Digitale Revolution in der Kindertagesbetreuung
Die Stadt Ulm hat im April 2026 eine zentrale Anmelde- und Verwaltungssoftware namens „Little Bird“ eingeführt. Das System ersetzt das bisherige Kita-Portal und wird als einheitliches Verwaltungsinstrument für die Kindertagesbetreuung genutzt. Eltern können sich nun digital über das Familienportal anmelden, das auf der städtischen Webseite verlinkt ist. Die Software ist in deutscher und englischer Sprache nutzbar, und Anleitungen sind in zwölf weiteren Sprachen verfügbar.

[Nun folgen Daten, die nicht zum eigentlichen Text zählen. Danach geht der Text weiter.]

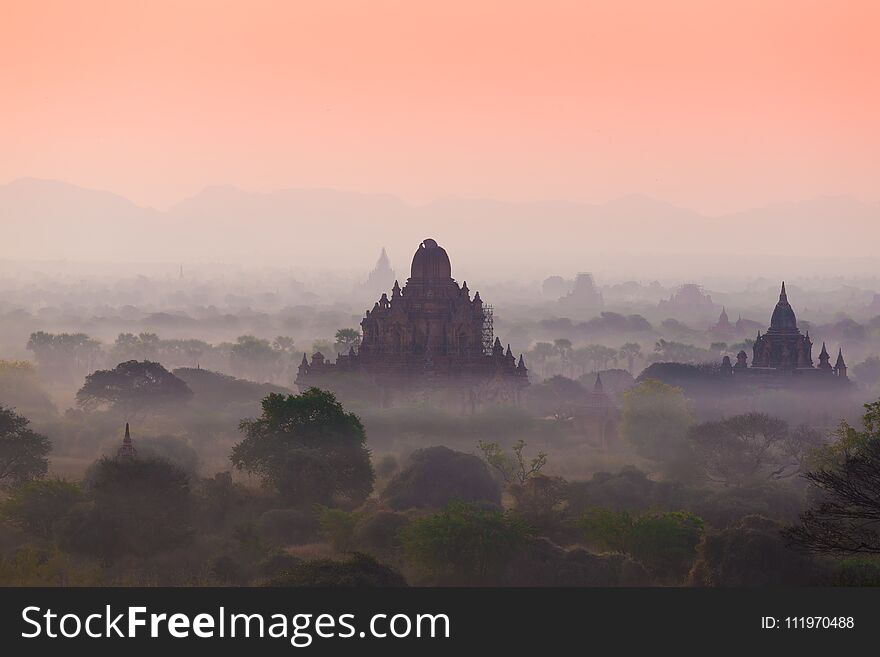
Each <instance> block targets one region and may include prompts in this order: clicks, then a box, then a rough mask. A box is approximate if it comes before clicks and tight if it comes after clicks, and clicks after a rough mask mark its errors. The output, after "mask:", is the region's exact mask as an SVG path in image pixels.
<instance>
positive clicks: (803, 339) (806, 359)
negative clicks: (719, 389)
mask: <svg viewBox="0 0 880 657" xmlns="http://www.w3.org/2000/svg"><path fill="white" fill-rule="evenodd" d="M830 361H831V356H830V355H829V354H828V350H827V349H826V348H825V343H824V342H823V343H822V351H821V352H820V353H819V365H818V367H816V366H814V365H813V342H812V341H811V340H810V332H809V331H807V332H806V334H804V333H801V332H800V329H799V328H798V325H797V317H795V314H794V309H793V308H792V307H791V304H790V303H789V302H788V294H787V293H786V291H785V283H783V284H782V290H781V291H780V293H779V302H778V303H777V304H776V307H775V308H774V309H773V315H772V316H771V318H770V328H768V329H767V331H766V333H764V334H762V333H761V332H760V331H758V335H757V338H756V339H755V343H754V345H753V346H752V363H751V365H749V363H748V355H747V354H746V352H745V351H744V350H743V351H740V352H739V354H737V358H736V365H732V364H731V362H730V358H729V357H727V356H725V357H724V362H723V363H722V371H723V372H726V373H731V374H747V375H750V376H764V377H773V378H776V379H780V378H783V379H787V378H789V377H792V376H794V377H797V378H799V379H803V380H813V381H823V382H824V381H827V382H835V383H845V382H847V381H848V380H849V379H848V377H847V374H846V369H847V368H846V363H845V362H844V360H843V350H842V349H840V348H839V349H838V350H837V361H836V362H835V364H834V365H832V364H831V362H830Z"/></svg>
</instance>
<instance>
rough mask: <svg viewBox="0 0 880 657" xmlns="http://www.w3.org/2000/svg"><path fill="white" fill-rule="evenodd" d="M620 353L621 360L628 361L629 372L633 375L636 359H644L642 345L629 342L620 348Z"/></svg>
mask: <svg viewBox="0 0 880 657" xmlns="http://www.w3.org/2000/svg"><path fill="white" fill-rule="evenodd" d="M618 353H619V354H620V357H621V358H624V359H626V369H627V371H628V372H629V373H630V374H633V373H634V372H633V367H634V366H635V360H636V358H641V357H642V345H640V344H639V343H638V342H627V343H626V344H624V345H623V346H622V347H621V348H620V350H619V351H618Z"/></svg>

Die Umstellung ist Teil eines größeren Bemühens, die digitale Transformation in der Kinderbetreuung voranzutreiben. Die Einrichtungsleitungen beginnen im Mai 2026 mit der Bearbeitung der Anmeldungen, und Wartelisten aus dem alten System werden im April aktualisiert. Das Familienbüro unterstützt Eltern und Betreiber während der Umstellungsphase.
Transparente und sozial ausgewogene Platzvergabe
Mit der Einführung von „Little Bird“ wird auch das trägegereinheitliche Platzvergabeverfahren umgesetzt. Ziel ist es, eine transparente, sozial ausgewogene und objektive Vergabe von Betreuungsplätzen sicherzustellen, insbesondere angesichts der hohen Nachfrage.
Die Platzvergabe erfolgt nach einheitlichen Kriterien, die im Rahmen eines Beteiligungsprozesses von September 2025 bis März 2026 gemeinsam mit Trägern, Elternvertretern und der Verwaltung entwickelt wurden. Die Priorisierung erfolgt nach Alter, Beschäftigungsstatus der Eltern, Familienstand, Geschwisterkind, Wohnort und Elternwunsch.
Ein besonderes Augenmerk liegt auf dem Kindeswohl. Bei Sonderfällen wie Kindeswohlgefährdung oder Kita-Schließungen ist eine Abweichung vom automatisierten Ranking möglich, sofern eine schriftliche Begründung vorliegt.
Anpassung der Kita-Gebühren: Auswirkungen auf Eltern und Finanzen
Zum 1. September 2026 wird die Stadt Ulm die Kita-Gebühren schrittweise anpassen. Ziel ist es, den Elternbeitrag langfristig zu reduzieren. Die bisherige 5 % / 15-Euro-Regelung wird bis 2028 schrittweise abgebaut:
- 2026/2027: 3,3 % / 10 Euro, Höchstsatz steigt auf 6.092,63 €
- 2027/2028: 1,6 % / 5 Euro, Höchstsatz steigt auf 6.214,48 €
- 2028/2029: Die Regelung fällt vollständig weg
Die Anpassung der Gebühren führt zu Mehreinnahmen durch Elternbeiträge: Etwa 270.000 Euro im Jahr 2026/2027, 540.000 Euro im Jahr 2027/2028 und 750.000 Euro im Jahr 2028/2029. Die Elternbeiträge bleiben aber weiterhin moderat und liegen deutlich unter dem kostendeckenden Niveau. Der kommunale Finanzierungsanteil bleibt mit rund 54 % hoch.
Ausblick: Stabilität und Nachhaltigkeit in der Kindertagesbetreuung
Die Reformen in Ulm markieren einen Meilenstein in der Weiterentwicklung der Kindertagesbetreuung. Die Digitalisierung durch „Little Bird“ verbessert die Transparenz und Effizienz des Systems. Gleichzeitig wird die Gebührenstruktur so angepasst, dass sie finanziell nachhaltig bleibt und soziale Ausgewogenheit gewährleistet.
Die nächsten Schritte werden zeigen, ob die neuen Regelungen in der Praxis funktionieren und ob sie die Erwartungen von Eltern, Betreibern und Politik erfüllen. Eine kontinuierliche Evaluation und Anpassung der Systeme wird notwendig sein, um langfristige Stabilität und Qualität in der Kindertagesbetreuung zu gewährleisten.